Getting It Backwards on ISIS

An op-ed essay in today’s New York Times has the headline “ISIS is a Disgrace to True Fundamentalism.”   ISIS certainly is a disgrace — to humanity.  But as well-intended and carefully-worded as this essay by Slavoj Zizek (a Slovenian) may be, its aim is poor and it misses the mark.

ISIS is a ruthless and despotic group, comprised of people who would act out their psychopathology in service of any religion (but Islam will do).  Fundamentalism, on the other hand, is a stance a person chooses to hold, a stance that elevates one particular dogma above all and in exclusion of all.  Fundamentalism builds walls around its domain, so that it doesn’t have to admit reality, so that it can pretend not to see reality.

Fundamentalism promotes ignorance (of non-fundamentalists), fantasy (that one’s own dogma is the true dogma) and isolation (we all know, painfully, how interconnected we are as inhabitants of this planet).  Fundamentalism of any description is less a disgrace than an I-spit-on-you insult to rational thought and productive human interactions.

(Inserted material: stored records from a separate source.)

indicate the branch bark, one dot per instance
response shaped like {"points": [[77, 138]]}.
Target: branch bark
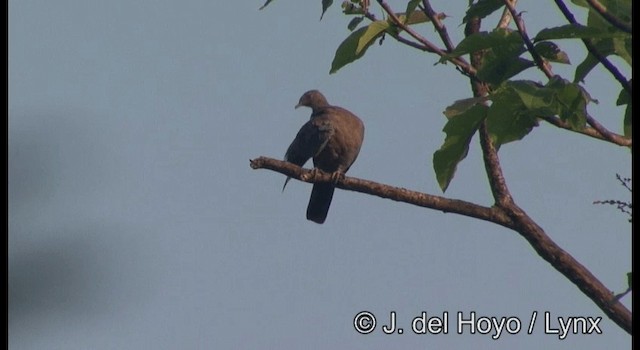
{"points": [[447, 205], [562, 261], [510, 217]]}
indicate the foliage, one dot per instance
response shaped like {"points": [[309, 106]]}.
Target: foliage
{"points": [[514, 106]]}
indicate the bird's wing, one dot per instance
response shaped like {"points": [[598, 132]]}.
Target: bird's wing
{"points": [[309, 141]]}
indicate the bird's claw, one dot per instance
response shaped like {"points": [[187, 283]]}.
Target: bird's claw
{"points": [[337, 176], [310, 175]]}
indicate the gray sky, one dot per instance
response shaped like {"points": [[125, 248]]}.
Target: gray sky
{"points": [[135, 221]]}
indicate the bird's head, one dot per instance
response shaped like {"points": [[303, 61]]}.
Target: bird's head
{"points": [[312, 99]]}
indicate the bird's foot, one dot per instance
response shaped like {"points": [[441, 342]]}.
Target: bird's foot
{"points": [[311, 175], [337, 176]]}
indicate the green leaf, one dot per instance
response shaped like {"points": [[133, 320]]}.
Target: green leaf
{"points": [[499, 69], [265, 4], [354, 23], [552, 52], [585, 67], [459, 129], [356, 44], [374, 30], [507, 119], [498, 39], [534, 96], [411, 6], [482, 9], [325, 6], [461, 106], [570, 102], [623, 98]]}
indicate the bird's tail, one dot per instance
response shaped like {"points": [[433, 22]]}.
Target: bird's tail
{"points": [[319, 203]]}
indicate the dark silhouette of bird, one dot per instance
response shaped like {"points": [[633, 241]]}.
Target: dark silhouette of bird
{"points": [[332, 137]]}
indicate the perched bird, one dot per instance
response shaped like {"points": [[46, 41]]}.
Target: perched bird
{"points": [[332, 137]]}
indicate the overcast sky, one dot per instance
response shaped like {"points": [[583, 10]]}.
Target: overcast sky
{"points": [[135, 221]]}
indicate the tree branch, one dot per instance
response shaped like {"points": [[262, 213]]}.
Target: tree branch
{"points": [[511, 217], [542, 64], [398, 194], [588, 131], [613, 20], [527, 227]]}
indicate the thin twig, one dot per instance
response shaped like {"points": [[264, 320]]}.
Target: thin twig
{"points": [[432, 48], [540, 62], [544, 66], [588, 131], [613, 20], [594, 51], [438, 25], [506, 17]]}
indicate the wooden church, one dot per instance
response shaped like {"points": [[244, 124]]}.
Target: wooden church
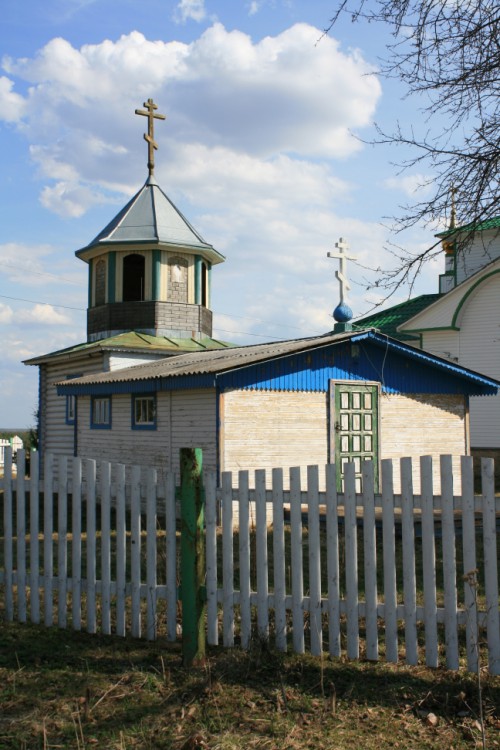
{"points": [[122, 396], [461, 322], [149, 275]]}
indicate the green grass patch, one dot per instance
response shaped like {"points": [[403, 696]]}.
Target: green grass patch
{"points": [[61, 689]]}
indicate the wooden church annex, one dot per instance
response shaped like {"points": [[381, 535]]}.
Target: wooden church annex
{"points": [[150, 379], [461, 323], [343, 396]]}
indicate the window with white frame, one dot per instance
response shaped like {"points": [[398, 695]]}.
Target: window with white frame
{"points": [[100, 417], [144, 412], [71, 402]]}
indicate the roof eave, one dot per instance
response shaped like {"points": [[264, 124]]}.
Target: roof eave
{"points": [[206, 251]]}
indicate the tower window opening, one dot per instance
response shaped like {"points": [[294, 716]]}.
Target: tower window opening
{"points": [[204, 285], [133, 278]]}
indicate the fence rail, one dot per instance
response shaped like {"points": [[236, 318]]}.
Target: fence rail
{"points": [[383, 575]]}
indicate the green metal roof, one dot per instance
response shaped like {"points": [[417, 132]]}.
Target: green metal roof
{"points": [[480, 226], [387, 321], [136, 342]]}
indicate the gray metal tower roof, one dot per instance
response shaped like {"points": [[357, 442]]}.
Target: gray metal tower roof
{"points": [[151, 217]]}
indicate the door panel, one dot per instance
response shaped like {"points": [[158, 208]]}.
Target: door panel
{"points": [[354, 428]]}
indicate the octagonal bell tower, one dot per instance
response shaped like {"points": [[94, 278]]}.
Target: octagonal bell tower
{"points": [[149, 269]]}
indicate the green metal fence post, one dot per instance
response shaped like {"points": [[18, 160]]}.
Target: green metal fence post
{"points": [[193, 592]]}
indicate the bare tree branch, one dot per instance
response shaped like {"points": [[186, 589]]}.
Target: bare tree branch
{"points": [[448, 53]]}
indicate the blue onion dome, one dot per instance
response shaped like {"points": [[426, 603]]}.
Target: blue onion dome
{"points": [[342, 313]]}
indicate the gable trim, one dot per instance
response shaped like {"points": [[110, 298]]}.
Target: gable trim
{"points": [[467, 294]]}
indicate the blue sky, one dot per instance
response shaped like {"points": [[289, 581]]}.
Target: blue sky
{"points": [[261, 149]]}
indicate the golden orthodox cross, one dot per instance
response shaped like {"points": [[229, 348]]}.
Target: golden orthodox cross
{"points": [[343, 256], [149, 137]]}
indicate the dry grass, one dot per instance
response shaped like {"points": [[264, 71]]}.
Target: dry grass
{"points": [[60, 689]]}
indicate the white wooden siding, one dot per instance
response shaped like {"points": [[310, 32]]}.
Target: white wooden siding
{"points": [[56, 435], [120, 360], [480, 350], [444, 344], [423, 425], [184, 419], [264, 429], [440, 313], [484, 248]]}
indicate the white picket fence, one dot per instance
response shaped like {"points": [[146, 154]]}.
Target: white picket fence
{"points": [[296, 582]]}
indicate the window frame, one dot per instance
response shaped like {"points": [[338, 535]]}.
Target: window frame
{"points": [[100, 425], [138, 425], [71, 400]]}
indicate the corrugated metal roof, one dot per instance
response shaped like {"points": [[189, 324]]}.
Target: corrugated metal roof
{"points": [[132, 341], [200, 364], [210, 361], [151, 217]]}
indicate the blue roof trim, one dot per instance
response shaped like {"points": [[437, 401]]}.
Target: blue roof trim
{"points": [[431, 359], [139, 386], [398, 367]]}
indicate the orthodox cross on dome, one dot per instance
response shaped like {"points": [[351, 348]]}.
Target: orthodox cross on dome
{"points": [[150, 136], [453, 215], [342, 312]]}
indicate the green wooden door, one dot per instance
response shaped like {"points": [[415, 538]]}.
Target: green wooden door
{"points": [[355, 428]]}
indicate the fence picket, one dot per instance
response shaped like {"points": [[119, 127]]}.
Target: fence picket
{"points": [[171, 547], [151, 554], [244, 551], [449, 563], [469, 552], [62, 542], [490, 564], [34, 542], [279, 561], [210, 482], [409, 580], [145, 596], [105, 547], [76, 545], [48, 563], [121, 549], [91, 547], [261, 555], [429, 562], [227, 560], [21, 536], [297, 561], [389, 545], [370, 553], [135, 551], [332, 560], [351, 561], [315, 610], [7, 542]]}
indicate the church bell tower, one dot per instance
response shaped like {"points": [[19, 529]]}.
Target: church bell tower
{"points": [[149, 269]]}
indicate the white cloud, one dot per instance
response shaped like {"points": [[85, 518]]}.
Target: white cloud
{"points": [[281, 95], [42, 315], [193, 10], [6, 314], [254, 7], [12, 105], [69, 199], [410, 184]]}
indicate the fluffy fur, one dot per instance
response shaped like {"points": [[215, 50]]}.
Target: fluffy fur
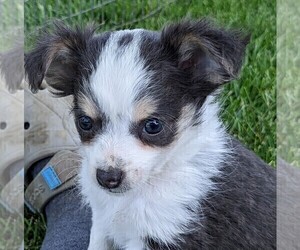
{"points": [[191, 186]]}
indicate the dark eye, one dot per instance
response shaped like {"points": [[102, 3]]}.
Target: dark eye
{"points": [[85, 123], [153, 126]]}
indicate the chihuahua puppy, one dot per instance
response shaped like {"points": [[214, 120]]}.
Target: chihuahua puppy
{"points": [[158, 168]]}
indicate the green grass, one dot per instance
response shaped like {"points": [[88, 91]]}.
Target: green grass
{"points": [[288, 76], [249, 103]]}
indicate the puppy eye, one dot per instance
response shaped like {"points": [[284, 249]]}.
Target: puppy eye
{"points": [[85, 123], [153, 126]]}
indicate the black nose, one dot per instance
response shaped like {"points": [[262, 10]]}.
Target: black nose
{"points": [[110, 178]]}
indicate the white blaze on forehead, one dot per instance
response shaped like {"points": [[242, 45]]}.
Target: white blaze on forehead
{"points": [[119, 75]]}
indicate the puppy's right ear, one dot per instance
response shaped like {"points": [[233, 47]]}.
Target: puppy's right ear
{"points": [[60, 58]]}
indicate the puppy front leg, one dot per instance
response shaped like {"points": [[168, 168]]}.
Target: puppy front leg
{"points": [[135, 244], [97, 239]]}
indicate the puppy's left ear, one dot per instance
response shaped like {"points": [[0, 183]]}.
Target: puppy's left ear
{"points": [[209, 54]]}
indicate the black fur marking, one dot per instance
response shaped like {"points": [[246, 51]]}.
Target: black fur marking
{"points": [[125, 40], [240, 214], [64, 58]]}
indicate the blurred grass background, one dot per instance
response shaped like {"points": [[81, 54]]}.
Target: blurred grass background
{"points": [[249, 104]]}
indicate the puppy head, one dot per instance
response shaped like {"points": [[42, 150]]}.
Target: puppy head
{"points": [[138, 94]]}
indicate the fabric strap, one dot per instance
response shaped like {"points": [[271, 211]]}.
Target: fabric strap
{"points": [[58, 175]]}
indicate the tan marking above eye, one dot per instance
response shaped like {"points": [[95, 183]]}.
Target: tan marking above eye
{"points": [[144, 108]]}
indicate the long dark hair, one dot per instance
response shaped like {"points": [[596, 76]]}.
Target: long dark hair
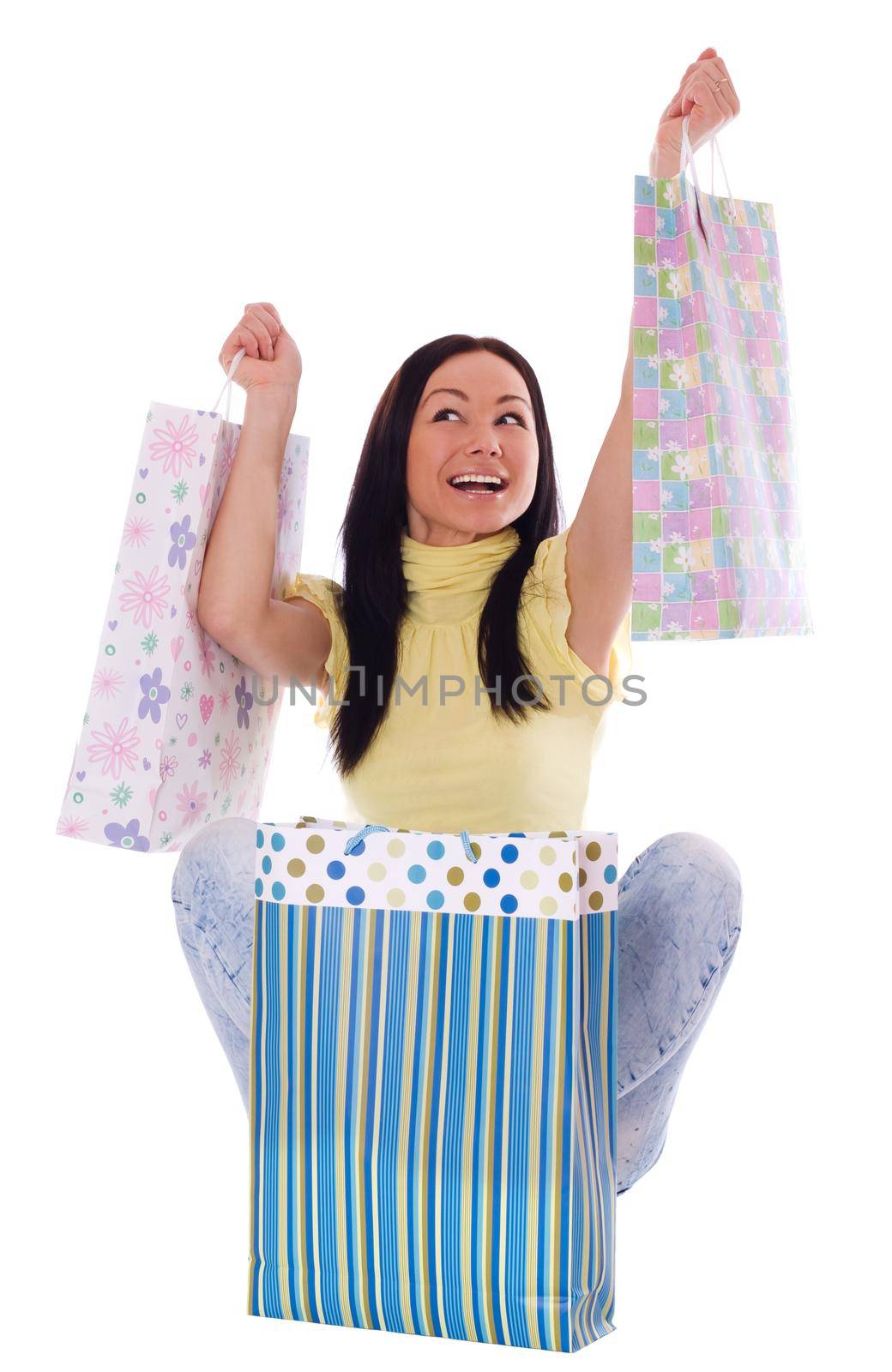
{"points": [[375, 596]]}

An essay asserting that ISIS is not truly “fundamentalist” should not turn into a back-door exoneration or endorsement of fundamentalism.  By now, we know hundreds of reasons (namely, hundreds of deaths) why we should condemn the actions of ISIS psychopaths.  But we should fault fundamentalism for different reasons, and Mr. Zizek was wrong to conflate them.   To mention ISIS and the Amish in the same paragraph, let alone in the same essay as he did, is a true disgrace.